The premise of a quality sci-fi must be complicated, which remains a requirement for good sci-fi, and thankfully Freejack possesses. The idea of looking into the past for the moment of someone’s death in order to steal their body is pretty interesting, especially when things go wrong and that body realizes they are not a body any more. That’s gotta mess with your mind a little. Likewise, good sci-fi needs a good setting. A decayed future New York is clichéd, but what isn’t? Sending Emilio’s racecar driver into the future and then unleashing him creates the classic fish out of water story, which seems to intensify the crumbling nature of this New York. And this New York a character with a clear class distinction.

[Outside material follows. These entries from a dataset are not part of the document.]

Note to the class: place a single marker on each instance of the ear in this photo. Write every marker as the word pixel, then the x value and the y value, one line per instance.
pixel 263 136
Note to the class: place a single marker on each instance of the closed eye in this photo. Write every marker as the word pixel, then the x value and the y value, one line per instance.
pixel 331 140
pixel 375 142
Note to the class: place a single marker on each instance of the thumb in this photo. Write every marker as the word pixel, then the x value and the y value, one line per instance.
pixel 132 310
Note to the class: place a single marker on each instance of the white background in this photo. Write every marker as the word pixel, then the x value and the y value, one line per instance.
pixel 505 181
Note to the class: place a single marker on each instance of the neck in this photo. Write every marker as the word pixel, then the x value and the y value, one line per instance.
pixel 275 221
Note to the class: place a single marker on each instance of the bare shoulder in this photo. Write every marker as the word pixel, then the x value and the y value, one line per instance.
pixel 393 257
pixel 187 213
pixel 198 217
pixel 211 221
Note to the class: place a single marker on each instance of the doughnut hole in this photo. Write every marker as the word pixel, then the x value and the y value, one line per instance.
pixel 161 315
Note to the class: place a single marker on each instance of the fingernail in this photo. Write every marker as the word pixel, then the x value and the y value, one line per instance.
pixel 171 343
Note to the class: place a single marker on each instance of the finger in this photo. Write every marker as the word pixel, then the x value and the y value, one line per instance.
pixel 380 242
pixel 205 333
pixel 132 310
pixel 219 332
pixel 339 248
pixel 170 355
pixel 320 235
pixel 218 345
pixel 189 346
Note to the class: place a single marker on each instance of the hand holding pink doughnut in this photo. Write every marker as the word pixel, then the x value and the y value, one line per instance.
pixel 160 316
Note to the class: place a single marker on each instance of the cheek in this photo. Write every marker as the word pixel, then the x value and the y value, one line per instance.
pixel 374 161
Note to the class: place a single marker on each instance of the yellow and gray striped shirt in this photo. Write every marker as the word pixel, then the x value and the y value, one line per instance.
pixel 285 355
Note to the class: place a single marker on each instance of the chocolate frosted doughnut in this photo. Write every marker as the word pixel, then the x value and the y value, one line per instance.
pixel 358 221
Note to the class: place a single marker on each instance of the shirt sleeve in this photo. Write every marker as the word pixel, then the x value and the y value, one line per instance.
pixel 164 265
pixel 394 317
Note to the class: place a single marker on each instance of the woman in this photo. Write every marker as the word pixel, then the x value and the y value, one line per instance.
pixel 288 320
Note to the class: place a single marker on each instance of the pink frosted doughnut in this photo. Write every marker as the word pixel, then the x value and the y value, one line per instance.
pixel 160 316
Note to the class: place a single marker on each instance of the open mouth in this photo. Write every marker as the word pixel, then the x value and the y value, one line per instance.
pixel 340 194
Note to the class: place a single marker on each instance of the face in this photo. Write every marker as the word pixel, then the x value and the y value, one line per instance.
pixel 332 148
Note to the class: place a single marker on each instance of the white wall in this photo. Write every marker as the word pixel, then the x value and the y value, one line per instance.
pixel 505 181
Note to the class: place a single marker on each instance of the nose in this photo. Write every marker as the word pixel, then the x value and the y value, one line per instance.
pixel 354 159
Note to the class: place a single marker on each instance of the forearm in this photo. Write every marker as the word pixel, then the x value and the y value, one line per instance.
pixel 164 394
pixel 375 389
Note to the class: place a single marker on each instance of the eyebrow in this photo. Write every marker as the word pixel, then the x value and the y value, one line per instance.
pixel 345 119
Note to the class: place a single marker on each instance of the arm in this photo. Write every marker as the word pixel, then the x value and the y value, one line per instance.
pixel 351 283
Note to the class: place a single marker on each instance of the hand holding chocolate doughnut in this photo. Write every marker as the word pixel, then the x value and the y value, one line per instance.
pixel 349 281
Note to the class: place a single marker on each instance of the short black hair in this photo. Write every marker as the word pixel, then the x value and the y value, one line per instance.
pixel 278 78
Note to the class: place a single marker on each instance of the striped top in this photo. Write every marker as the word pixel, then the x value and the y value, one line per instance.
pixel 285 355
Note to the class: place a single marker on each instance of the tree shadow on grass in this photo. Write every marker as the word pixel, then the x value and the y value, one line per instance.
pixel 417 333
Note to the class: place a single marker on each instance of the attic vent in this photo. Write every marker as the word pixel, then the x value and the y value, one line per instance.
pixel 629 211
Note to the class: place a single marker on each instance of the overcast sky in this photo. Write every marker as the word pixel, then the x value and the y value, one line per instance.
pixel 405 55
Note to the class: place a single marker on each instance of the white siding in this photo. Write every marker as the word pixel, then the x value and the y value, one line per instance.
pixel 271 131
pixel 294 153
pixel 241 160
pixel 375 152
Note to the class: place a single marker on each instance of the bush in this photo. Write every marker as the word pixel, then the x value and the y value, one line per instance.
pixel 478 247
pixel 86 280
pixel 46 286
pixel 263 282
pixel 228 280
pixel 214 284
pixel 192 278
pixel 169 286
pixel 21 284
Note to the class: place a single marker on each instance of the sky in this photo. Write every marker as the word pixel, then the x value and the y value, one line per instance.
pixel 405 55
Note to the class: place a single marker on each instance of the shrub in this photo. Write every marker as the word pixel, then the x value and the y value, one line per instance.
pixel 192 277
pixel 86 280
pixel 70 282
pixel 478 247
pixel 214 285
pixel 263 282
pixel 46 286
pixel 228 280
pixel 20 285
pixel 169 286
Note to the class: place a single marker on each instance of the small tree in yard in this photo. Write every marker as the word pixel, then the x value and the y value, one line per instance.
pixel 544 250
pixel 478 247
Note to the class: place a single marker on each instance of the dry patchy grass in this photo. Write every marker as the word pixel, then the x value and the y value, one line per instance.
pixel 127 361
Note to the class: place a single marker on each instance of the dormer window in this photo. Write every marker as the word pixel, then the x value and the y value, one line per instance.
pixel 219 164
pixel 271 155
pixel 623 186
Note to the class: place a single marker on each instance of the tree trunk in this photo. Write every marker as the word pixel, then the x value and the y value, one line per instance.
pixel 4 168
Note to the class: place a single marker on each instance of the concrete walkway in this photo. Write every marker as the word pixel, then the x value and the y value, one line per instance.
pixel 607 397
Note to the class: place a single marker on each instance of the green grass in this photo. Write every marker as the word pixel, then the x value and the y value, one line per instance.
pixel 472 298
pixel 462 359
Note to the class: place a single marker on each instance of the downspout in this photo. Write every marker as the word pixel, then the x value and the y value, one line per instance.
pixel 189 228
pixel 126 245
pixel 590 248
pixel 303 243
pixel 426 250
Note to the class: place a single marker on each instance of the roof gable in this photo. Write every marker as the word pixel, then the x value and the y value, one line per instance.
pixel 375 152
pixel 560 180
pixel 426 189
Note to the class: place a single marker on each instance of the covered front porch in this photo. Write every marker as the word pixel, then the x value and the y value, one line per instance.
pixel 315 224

If the movie has flaws, there’s two. 1) If you’re going to cast to rock stars of the flamboyant nature, the music needs some edge. Seriously, by casting Jagger and the lead singer from the New York Dolls I expect at least a rock n’ roll edge to the thing. Instead, we’re given a painfully generic classical soundtrack. It’s pretty bad. With that small change, the movie would be twice as good. 2) Emilio. There’s a reason this movie is could be found guilty of career murder. His acting is fine here. I don’t mean that he can’t act or stunk up the thing. He’s believable and effective, yet there’s a reason he never made the transition to action star. While other’s like Matt Damon, Tom Cruise, and Keanu Reeves (unaction looking guys) made the change, Emilio’s boyish looks or perhaps his lack of “toughing” up. He didn’t seem prepared for the role.

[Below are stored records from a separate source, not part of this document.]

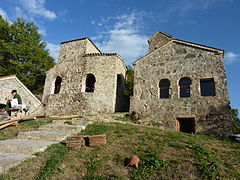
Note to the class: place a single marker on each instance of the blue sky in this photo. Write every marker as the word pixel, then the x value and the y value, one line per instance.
pixel 123 26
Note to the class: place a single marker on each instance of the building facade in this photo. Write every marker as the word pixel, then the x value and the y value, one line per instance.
pixel 182 86
pixel 84 80
pixel 9 83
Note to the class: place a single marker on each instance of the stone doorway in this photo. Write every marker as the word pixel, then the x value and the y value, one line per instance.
pixel 186 125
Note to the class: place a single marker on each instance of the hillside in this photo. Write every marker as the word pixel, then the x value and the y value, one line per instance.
pixel 163 154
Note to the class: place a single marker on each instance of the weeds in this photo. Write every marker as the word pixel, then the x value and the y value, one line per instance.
pixel 56 156
pixel 207 162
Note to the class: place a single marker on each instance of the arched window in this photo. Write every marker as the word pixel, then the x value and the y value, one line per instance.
pixel 164 88
pixel 185 90
pixel 57 85
pixel 207 87
pixel 90 83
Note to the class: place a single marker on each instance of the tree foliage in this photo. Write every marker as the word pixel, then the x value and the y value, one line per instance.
pixel 236 121
pixel 22 52
pixel 129 81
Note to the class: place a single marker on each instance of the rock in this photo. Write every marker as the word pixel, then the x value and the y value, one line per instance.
pixel 134 161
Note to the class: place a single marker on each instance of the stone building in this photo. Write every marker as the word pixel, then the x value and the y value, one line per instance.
pixel 9 83
pixel 182 86
pixel 84 80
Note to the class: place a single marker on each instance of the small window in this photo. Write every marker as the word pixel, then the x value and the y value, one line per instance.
pixel 185 89
pixel 207 87
pixel 90 83
pixel 164 88
pixel 58 83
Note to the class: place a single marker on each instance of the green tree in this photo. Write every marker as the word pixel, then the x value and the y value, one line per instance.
pixel 129 81
pixel 236 121
pixel 22 52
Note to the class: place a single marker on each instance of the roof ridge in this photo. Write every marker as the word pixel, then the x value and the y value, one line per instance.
pixel 196 44
pixel 79 39
pixel 92 54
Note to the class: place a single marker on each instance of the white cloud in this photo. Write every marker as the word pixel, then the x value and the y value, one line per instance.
pixel 37 7
pixel 231 57
pixel 54 50
pixel 3 14
pixel 123 37
pixel 42 31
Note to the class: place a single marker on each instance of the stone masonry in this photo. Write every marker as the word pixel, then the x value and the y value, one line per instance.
pixel 9 83
pixel 173 59
pixel 79 59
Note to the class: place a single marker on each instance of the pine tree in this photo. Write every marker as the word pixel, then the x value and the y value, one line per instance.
pixel 22 52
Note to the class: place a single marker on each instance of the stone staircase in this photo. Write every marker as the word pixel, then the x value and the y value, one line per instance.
pixel 14 151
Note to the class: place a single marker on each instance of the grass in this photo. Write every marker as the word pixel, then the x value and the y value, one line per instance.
pixel 12 131
pixel 163 155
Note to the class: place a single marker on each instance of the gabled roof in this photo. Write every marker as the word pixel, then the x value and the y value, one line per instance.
pixel 161 32
pixel 79 39
pixel 104 54
pixel 200 46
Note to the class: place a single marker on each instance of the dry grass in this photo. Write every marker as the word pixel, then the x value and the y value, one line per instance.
pixel 163 154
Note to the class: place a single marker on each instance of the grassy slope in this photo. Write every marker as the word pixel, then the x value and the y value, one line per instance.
pixel 12 131
pixel 163 154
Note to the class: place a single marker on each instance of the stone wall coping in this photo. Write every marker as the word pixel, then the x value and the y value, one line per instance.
pixel 104 54
pixel 162 32
pixel 80 39
pixel 204 47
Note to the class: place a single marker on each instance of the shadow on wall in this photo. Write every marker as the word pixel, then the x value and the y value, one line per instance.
pixel 122 101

At the same time, it feels like a bit of a rip off having Anthony Hopkins in the flick and not really using him. Sure, Freejack is before we knew about Silence of the Lambs, but it was so close it felt like this could have been the movie that made him a household name. If he and Jagger’s roles had been reversed, maybe the world would view Freejack differently. Maybe. That’s not to say Jagger doesn’t work as the helmet-wearing-leather-clad bounty hunter. He’s good and villainous, but it is Jagger. As a Stone’s fan, I dig seeing the dude act, but it’s hard to get this image from my mind.
Now I’ve written several times that a movie is only as good as its villain. When you cast Jagger as the heavy, it raises an eyebrow or two. It’d be like casting Eddie Vedder as Agent Smith. Hard to imagine. Regardless, Jagger has the charisma and the charm needed for an actor, but as a true evil dude, he doesn’t really work. He’s not exactly menacing. But then again, Freejack wisely doesn’t sell him as the bad ass tough guy. He mainly rides around in a tank SUV with an earpiece and helmet strapped on while talking shit. In fact, that makes him strangely more powerful. He doesn’t have to get his hands dirty.
Action wise, no, Freejack will never be a classic like Total Recall or Time Cop, but it’s not for a lack of trying. It does have the truly memorable scenes that a quality movie needs with some good damn good sequences like the opening race crash, or the gun-totting, tough nun (played by Amanda “Honey Bunny” Plummer), or the motorcycle/champagne truck chase sequences, or Jagger’s “One Mississippi, two Mississippi” chase countdown, or even the homeless assassins (bums with guns!). All of these make Freejack a quality movie, even if it’s of the B movie variety. If only the director or the action coordinator had truly worked with Emilio, then maybe the world would have another Damon, Cruise, or Reeves instead of only another Brat Pack kid.